The UK must be more ambitious in getting to net zero
Feb 13, 2020

The UK must be more ambitious in getting to net zero

By Steve Trent

The UK Committee on Climate Change have released their recommendations for a net zero UK by 2050. It is a colossal missed opportunity. The commitment to tree planting is exceptionally weak and ecologically incoherent – it aims to raise the percentage of forest cover in the UK to 17% from 13%, so just over 1% more tree cover per decade to 2050.

It assumes that trees cannot grow at all in places where commercial forestry cannot happen, and sees the purpose of forests as being plantations to burn. We know that plantations store 40 times less carbon than natural forests even if we don’t burn them. This means the CCC are setting us up for an approach which will fail our own generation, let alone future ones, on both climate change and biodiversity.

The tree planting targets are just one example of the myopic, toothless approach to the inseparable crises of biodiversity and climate breakdown which characterises this report. There is not one mention of natural solutions, nor of rewilding and restoration and the fundamental role these tools must play in restoring biodiversity and locking up carbon sustainably. Existing land-use strategies are failing ­– nature is in collapse across Europe – it is time to be brave.

In some cases matching the recommendations of the CCC would actually mean slowing down the progress we are currently making. For example if meat consumption drops to their suggested level there will be a 10% drop in sheep and cattle numbers by 2050, but they have fallen 20% since 2000.

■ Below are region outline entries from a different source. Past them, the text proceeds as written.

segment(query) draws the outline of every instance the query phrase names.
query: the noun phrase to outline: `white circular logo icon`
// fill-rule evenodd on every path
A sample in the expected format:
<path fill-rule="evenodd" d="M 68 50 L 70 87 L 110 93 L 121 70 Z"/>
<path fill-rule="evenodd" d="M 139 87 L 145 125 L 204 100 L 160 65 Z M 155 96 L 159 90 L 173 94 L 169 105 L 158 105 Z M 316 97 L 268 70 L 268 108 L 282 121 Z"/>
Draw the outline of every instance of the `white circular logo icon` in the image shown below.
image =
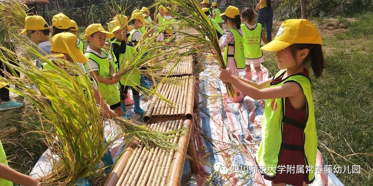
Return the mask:
<path fill-rule="evenodd" d="M 220 162 L 214 164 L 214 170 L 223 175 L 226 174 L 228 173 L 228 168 Z"/>
<path fill-rule="evenodd" d="M 283 26 L 281 25 L 281 26 L 280 27 L 280 28 L 279 29 L 279 31 L 277 32 L 277 34 L 276 34 L 276 37 L 278 37 L 279 36 L 281 35 L 283 32 L 283 31 L 285 29 L 285 28 L 283 27 Z"/>
<path fill-rule="evenodd" d="M 78 39 L 78 40 L 76 40 L 76 42 L 75 42 L 75 46 L 76 46 L 78 49 L 80 49 L 80 46 L 79 45 L 79 43 L 80 42 L 80 41 L 79 41 L 79 39 Z"/>

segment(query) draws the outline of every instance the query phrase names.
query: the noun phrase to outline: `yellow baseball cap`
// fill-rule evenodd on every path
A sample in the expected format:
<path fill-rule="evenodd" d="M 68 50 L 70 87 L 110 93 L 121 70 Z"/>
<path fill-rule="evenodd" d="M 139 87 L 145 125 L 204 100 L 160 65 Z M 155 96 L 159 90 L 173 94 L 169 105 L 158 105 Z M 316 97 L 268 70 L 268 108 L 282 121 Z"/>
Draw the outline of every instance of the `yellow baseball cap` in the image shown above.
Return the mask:
<path fill-rule="evenodd" d="M 169 6 L 167 6 L 167 7 L 165 7 L 164 13 L 166 13 L 167 12 L 171 12 L 170 11 L 170 10 L 171 10 L 171 7 Z"/>
<path fill-rule="evenodd" d="M 7 83 L 5 82 L 0 81 L 0 89 L 1 89 L 1 88 L 4 87 L 5 86 L 6 86 L 7 85 L 8 85 Z"/>
<path fill-rule="evenodd" d="M 115 17 L 114 17 L 114 19 L 119 20 L 118 24 L 120 25 L 120 24 L 125 24 L 125 26 L 127 26 L 127 28 L 128 29 L 128 31 L 130 31 L 132 30 L 132 29 L 131 29 L 131 27 L 130 27 L 130 26 L 128 25 L 128 17 L 127 16 L 122 15 L 121 14 L 117 14 L 115 16 Z M 110 25 L 109 25 L 109 26 L 110 26 Z M 115 26 L 114 26 L 114 27 L 115 27 Z M 114 31 L 113 32 L 112 32 L 109 31 L 109 32 L 112 33 L 115 31 Z"/>
<path fill-rule="evenodd" d="M 227 8 L 226 10 L 225 10 L 225 12 L 224 13 L 220 15 L 220 16 L 223 15 L 225 15 L 228 17 L 231 17 L 231 18 L 234 18 L 235 16 L 239 15 L 239 10 L 238 10 L 238 8 L 237 7 L 233 6 L 229 6 Z"/>
<path fill-rule="evenodd" d="M 54 15 L 52 19 L 52 25 L 60 29 L 66 29 L 71 26 L 70 19 L 62 13 Z"/>
<path fill-rule="evenodd" d="M 277 52 L 296 43 L 321 44 L 321 35 L 307 19 L 289 19 L 281 24 L 275 39 L 260 49 Z"/>
<path fill-rule="evenodd" d="M 72 31 L 77 31 L 79 29 L 79 28 L 78 27 L 78 25 L 76 24 L 76 22 L 72 19 L 70 20 L 70 26 L 71 26 L 70 28 L 71 28 L 71 30 Z"/>
<path fill-rule="evenodd" d="M 207 9 L 207 8 L 203 8 L 201 9 L 201 10 L 202 10 L 202 12 L 209 12 L 209 9 Z"/>
<path fill-rule="evenodd" d="M 66 32 L 57 33 L 50 38 L 52 51 L 68 54 L 74 61 L 85 63 L 88 62 L 88 58 L 80 50 L 79 42 L 76 36 Z"/>
<path fill-rule="evenodd" d="M 150 11 L 149 10 L 149 9 L 145 7 L 143 7 L 141 9 L 141 12 L 147 12 L 148 14 L 150 13 Z"/>
<path fill-rule="evenodd" d="M 145 16 L 146 16 L 146 15 L 141 12 L 134 13 L 132 14 L 132 16 L 131 16 L 131 20 L 133 20 L 134 19 L 138 19 L 139 20 L 140 20 L 140 21 L 142 22 L 142 23 L 148 23 L 148 22 L 145 20 L 145 19 L 144 19 L 144 17 Z"/>
<path fill-rule="evenodd" d="M 28 16 L 25 18 L 25 29 L 21 31 L 21 34 L 26 34 L 27 31 L 41 31 L 49 28 L 48 24 L 40 16 Z M 47 26 L 44 27 L 46 24 Z"/>
<path fill-rule="evenodd" d="M 209 0 L 203 0 L 200 4 L 210 4 L 210 2 L 209 1 Z"/>
<path fill-rule="evenodd" d="M 93 33 L 97 32 L 100 32 L 106 34 L 106 38 L 111 39 L 114 37 L 114 34 L 106 31 L 101 24 L 91 24 L 87 27 L 85 29 L 85 36 L 90 36 Z"/>

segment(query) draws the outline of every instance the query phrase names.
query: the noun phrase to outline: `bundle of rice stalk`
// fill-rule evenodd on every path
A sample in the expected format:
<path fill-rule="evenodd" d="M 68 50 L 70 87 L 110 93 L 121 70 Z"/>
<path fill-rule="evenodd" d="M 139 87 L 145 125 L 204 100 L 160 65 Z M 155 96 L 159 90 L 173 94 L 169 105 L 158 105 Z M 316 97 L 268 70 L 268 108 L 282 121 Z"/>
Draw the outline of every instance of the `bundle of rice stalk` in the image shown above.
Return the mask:
<path fill-rule="evenodd" d="M 0 81 L 16 85 L 18 88 L 9 89 L 28 99 L 40 110 L 41 125 L 40 132 L 44 136 L 46 145 L 51 149 L 58 150 L 58 153 L 53 155 L 55 161 L 53 169 L 42 178 L 41 185 L 66 185 L 73 184 L 81 178 L 95 175 L 99 170 L 96 166 L 106 150 L 107 144 L 103 143 L 102 112 L 97 106 L 90 81 L 77 64 L 58 58 L 54 59 L 54 63 L 30 46 L 25 45 L 25 47 L 50 68 L 39 69 L 29 57 L 17 56 L 0 46 L 4 51 L 0 51 L 0 60 L 28 79 L 12 76 L 8 73 L 9 79 L 1 77 Z M 6 56 L 12 57 L 9 58 L 11 59 Z M 21 62 L 12 65 L 9 61 L 17 61 L 15 59 Z M 26 67 L 28 65 L 29 67 Z M 72 76 L 65 69 L 79 76 Z M 25 82 L 34 83 L 40 91 L 28 88 Z M 48 100 L 51 104 L 48 103 Z M 56 133 L 46 130 L 44 122 L 53 124 Z M 148 135 L 141 131 L 141 128 L 134 126 L 126 128 L 130 132 L 128 135 L 151 141 L 152 139 L 150 138 L 157 136 L 159 138 L 154 140 L 158 143 L 156 145 L 172 146 L 167 140 L 158 141 L 163 139 L 164 134 L 152 131 L 151 135 Z M 122 126 L 127 126 L 126 124 Z"/>
<path fill-rule="evenodd" d="M 175 4 L 183 10 L 183 13 L 189 15 L 188 17 L 185 17 L 175 12 L 172 9 L 170 10 L 172 13 L 180 17 L 184 21 L 188 23 L 190 27 L 197 30 L 202 36 L 191 34 L 181 31 L 178 31 L 177 32 L 194 38 L 195 41 L 198 42 L 199 41 L 204 42 L 206 46 L 208 47 L 210 53 L 214 54 L 216 52 L 216 54 L 215 54 L 213 56 L 216 58 L 220 66 L 225 68 L 226 67 L 223 62 L 223 57 L 219 46 L 219 39 L 216 31 L 211 25 L 211 21 L 198 6 L 198 3 L 194 0 L 157 0 L 156 4 L 160 3 Z M 235 97 L 236 95 L 234 93 L 233 86 L 232 84 L 227 83 L 226 87 L 228 95 L 232 97 Z"/>

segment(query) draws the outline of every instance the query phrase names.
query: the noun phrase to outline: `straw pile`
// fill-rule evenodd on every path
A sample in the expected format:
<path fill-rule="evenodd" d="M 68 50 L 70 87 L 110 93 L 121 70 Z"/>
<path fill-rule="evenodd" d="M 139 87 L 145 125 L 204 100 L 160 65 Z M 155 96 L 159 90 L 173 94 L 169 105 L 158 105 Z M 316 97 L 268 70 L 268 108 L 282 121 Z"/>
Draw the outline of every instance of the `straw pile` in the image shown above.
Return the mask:
<path fill-rule="evenodd" d="M 176 151 L 167 151 L 155 147 L 145 147 L 133 141 L 118 158 L 105 186 L 179 185 L 192 126 L 191 120 L 182 120 L 149 124 L 150 128 L 167 132 L 183 128 L 185 134 L 169 140 L 178 144 Z"/>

There is an occasional glimmer of hope. A recommendation on tackling peatland burning is welcome. The rate of change they recommend might have been positive had we kicked off their proposed model in 1990. But it is too late now. The UN says ‘we need to catch up on the years we procrastinated’ and cut emissions by over 7% a year from now. This set of recommendations offers nothing for our climate, our biodiversity, or our shared future.